Triangle inequality. Where does it come from in this form?

Question

I always understood the triangle inequality to be the following:

If you have 2 sides of a triangle, say 4 and 6, the third side had to be between 2 and 10.

However, I see the triangle inequality written in this form:

$|a+b| \leq |a|+ |b| $

How do you prove it?

I know that:

$-|a| \leq a \leq |a|$

and

$-|b| \leq b \leq |b|$

and adding you get:

$-(|a| + |b|) \leq a + b \leq |a| + |b|$

Now what?

I am learning this because I want to learn the Sum Law proof:

$\lim_{x \to a} [f(x) + g(x)] = L + M$

The first step is showing that

$|f(x) + g(x) - (L + M)| \leq |f(x) - L| + |g(x) - M|$ using epsilon delta

Answer 1

$$-(|a| + |b|) \leq a + b \leq |a| + |b|$$ implies $$|a+b|\le |a|+|b|$$

Answer 2

Consider that $$ |x+y| \leq |x|+|y| \Leftrightarrow |x+y|^2 \leq (|x|+|y|)^2 $$ $$\Leftrightarrow x^2+2xy+y^2 \leq x^2+2|x|.|y|+y^2 $$ $$\Leftrightarrow xy \leq |x|.|y| $$ $$\Leftrightarrow xy \leq |xy| $$

The last inequality is always true.

Answer 3

Take $|a+b|\leq |a|+|b|$ and replace "$a$" with "$x-y$" and "$b$" with "$y-z$":

$|x-z| \leq |x-y|+|y-z|$

Interpret something like $|x-y|$ as the distance between $x$ and $y$, where $x,y$ do not have to be real numbers, and $|\cdot|$ does not have to be the standard Euclidean metric.

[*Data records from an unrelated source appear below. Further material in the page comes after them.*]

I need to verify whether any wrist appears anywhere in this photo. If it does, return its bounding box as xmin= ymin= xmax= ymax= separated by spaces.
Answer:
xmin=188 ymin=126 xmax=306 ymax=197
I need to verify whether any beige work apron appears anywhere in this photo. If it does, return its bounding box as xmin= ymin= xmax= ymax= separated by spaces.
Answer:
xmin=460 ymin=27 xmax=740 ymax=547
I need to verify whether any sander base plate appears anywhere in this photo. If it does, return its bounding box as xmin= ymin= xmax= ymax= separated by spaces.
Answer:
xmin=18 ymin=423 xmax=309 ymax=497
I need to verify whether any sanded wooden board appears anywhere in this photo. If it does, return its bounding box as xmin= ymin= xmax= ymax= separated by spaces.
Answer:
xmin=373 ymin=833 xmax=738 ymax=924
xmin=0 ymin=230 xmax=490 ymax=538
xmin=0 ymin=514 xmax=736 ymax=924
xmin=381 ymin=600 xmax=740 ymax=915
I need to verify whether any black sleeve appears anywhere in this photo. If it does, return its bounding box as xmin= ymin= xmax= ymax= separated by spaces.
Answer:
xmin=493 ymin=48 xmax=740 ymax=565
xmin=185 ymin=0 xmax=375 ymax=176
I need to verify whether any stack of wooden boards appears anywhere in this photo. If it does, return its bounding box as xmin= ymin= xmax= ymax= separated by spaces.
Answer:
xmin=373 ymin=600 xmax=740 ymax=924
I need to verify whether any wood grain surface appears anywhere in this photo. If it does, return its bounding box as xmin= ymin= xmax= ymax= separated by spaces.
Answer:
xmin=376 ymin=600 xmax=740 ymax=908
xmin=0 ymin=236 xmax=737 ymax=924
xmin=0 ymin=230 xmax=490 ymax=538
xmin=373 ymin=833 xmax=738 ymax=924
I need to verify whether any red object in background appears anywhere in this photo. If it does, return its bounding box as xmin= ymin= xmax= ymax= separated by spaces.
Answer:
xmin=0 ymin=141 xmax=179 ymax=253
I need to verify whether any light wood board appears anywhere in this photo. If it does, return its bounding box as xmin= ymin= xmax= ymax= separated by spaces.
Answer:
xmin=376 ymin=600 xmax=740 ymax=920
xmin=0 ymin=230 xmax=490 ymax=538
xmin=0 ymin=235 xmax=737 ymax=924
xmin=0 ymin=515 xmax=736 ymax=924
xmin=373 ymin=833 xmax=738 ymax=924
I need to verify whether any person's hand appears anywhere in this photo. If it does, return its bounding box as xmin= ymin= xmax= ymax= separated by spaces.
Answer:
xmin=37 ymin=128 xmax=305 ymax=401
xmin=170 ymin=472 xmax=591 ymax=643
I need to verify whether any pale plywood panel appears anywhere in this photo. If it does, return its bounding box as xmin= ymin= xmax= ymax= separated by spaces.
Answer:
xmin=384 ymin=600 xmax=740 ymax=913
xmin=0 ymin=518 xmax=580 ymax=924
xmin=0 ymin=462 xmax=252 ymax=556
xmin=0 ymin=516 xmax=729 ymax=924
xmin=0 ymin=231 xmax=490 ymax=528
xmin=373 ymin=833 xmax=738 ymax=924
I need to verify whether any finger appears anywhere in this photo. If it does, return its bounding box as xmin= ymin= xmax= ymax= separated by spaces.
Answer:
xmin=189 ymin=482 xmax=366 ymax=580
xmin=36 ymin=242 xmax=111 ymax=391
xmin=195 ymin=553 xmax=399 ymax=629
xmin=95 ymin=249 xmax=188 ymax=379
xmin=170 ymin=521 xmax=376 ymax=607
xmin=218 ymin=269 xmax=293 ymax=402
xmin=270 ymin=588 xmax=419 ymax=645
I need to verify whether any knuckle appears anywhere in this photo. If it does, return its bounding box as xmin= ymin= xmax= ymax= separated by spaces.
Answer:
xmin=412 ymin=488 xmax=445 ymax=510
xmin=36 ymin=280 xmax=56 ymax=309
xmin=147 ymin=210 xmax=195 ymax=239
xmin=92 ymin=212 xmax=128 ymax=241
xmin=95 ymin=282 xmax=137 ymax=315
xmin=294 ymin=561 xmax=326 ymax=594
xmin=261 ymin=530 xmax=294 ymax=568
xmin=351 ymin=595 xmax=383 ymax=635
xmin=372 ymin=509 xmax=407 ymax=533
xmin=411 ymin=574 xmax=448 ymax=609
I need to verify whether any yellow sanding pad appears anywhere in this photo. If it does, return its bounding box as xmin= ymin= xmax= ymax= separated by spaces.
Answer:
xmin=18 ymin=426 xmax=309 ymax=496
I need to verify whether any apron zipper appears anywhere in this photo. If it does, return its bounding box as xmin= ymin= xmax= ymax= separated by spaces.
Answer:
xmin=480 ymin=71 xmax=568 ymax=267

This is the general idea of the triangle inequality, and it now applies to your standard example of side lengths. Interpret $x,y,z$ as the points of a triangle on the plane, and so e.g. $|x-y|$ is the length of the side between the points $x$ and $y$. The statement now says, "the combined length of two sides of a triangle must be longer than the 3rd side".

I also prefer to share this form of the inequality when presenting it to students, as well, because there is a useful, colloquial heuristic for remembering it: Stopping by Starbucks on your way to class cannot be a shortcut.